The seeds of that crisis have already been planted. A large slice of lower income Baby Boomers are fast heading toward retirement with few savings. But major policy changes now can stop things from getting even worse for the Gen Xers and Millennials still in their working prime.
Before getting to solutions, consider how low-wage workers get whacked in multiple ways when it comes to retirement.
First, they typically don't earn enough money to put away extra for later on. Quite the contrary: many borrow money to make ends meet and have debt as they approach retirement. Earlier this year, Demos and AARP published a report that found that "older households carried an average credit card balance of $8,278 in 2012."
Second, even those low-wage workers who are able to save typically lack access to good retirement vehicles like a 401(k) plan, since many employers don't offer such plans.
Third, your Social Security payments are pegged to lifetime earnings, so if you don't make a lot of money now, you're not going to get decent benefits later. Which is to say that it's exactly those retirees who depend on Social Security most -- because they have no other savings -- who get the smallest checks.

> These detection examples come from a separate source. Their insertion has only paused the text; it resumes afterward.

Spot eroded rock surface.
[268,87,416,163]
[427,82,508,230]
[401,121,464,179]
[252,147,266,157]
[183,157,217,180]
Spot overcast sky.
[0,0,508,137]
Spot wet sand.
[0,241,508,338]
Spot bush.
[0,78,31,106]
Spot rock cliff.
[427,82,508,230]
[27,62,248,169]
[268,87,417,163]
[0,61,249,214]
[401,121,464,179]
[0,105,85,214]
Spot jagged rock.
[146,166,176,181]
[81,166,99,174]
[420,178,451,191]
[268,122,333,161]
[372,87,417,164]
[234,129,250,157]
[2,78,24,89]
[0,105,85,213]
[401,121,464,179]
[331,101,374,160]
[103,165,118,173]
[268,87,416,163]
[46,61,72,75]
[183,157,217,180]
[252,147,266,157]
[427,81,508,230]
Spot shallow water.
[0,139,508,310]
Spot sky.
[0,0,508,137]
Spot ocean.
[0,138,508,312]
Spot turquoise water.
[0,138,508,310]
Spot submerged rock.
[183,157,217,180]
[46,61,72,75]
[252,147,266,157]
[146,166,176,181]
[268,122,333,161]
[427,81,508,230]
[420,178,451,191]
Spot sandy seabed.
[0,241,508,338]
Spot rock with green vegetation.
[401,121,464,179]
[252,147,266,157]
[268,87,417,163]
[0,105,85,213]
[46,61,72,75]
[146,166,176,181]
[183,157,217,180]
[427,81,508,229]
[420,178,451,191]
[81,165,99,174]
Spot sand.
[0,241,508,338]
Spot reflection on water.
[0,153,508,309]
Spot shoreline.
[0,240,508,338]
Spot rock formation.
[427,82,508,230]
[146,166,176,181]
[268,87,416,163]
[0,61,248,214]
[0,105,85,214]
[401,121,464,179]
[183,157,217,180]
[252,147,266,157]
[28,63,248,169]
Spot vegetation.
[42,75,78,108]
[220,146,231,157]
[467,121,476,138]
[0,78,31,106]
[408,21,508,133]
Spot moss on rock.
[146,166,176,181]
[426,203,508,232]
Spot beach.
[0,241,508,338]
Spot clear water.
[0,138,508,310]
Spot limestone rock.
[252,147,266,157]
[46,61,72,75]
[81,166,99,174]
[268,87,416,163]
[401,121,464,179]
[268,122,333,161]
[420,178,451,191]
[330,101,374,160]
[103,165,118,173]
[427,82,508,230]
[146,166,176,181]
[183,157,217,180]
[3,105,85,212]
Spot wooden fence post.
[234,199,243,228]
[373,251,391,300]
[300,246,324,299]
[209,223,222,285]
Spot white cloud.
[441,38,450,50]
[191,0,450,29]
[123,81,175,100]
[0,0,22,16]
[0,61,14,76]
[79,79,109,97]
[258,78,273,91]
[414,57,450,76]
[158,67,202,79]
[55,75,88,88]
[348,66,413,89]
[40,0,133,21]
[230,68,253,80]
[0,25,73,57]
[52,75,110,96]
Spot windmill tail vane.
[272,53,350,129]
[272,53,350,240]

Fourth, low-wage workers are much less likely to work once they are in their sixties and beyond. While it's easy to continue sitting at a desk and working at a computer as an older person, it's harder to continue working at a warehouse or waiting tables or stocking shelves or doing landscaping. In other words, it's the older Americans who most need to continue earning money as seniors who are least able to do so.
Fifth, lower income retirees are more likely to face crushing out-of-pocket healthcare expenses. They can't afford supplementary insurance policies that plug the gaps in Medicare and are more likely to suffer chronic health conditions, particularly diabetes. This problem is set to worsen in coming years as diabetes rates among seniors rise dramatically as subsequent, far more obsese generations retire.
Okay, enough bad news. What can we do about all this? Well, the most important solution is to pay workers more now, and the push to raise wages needs to be understood, in part, as a push to reduce elderly poverty in coming decades.
But it's also crucial that all workers have better options for saving for retirement. And there's some great news on this score coming from California this year: That state just enacted a law, the California Secure Choice Retirement Savings Program, creating a new savings option similar to that available for public employees for the 6 million-plus workers in that state who now don't have access to a 401(k) through work:
Signed into law in September 2012, the Act will create a retirement savings program administered by the state for private sector workers who do not have access to accounts through their employers. The program is intended to be a sustainable, self-funding path to retirement security for California’s workers. Employees’ payroll contributions will be pooled into a trust. . . .One of the central features of the program is that it automatically enrolls all eligible employees, who are defined as private sector workers at firms of five or more employees that do not offer their own retirement accounts.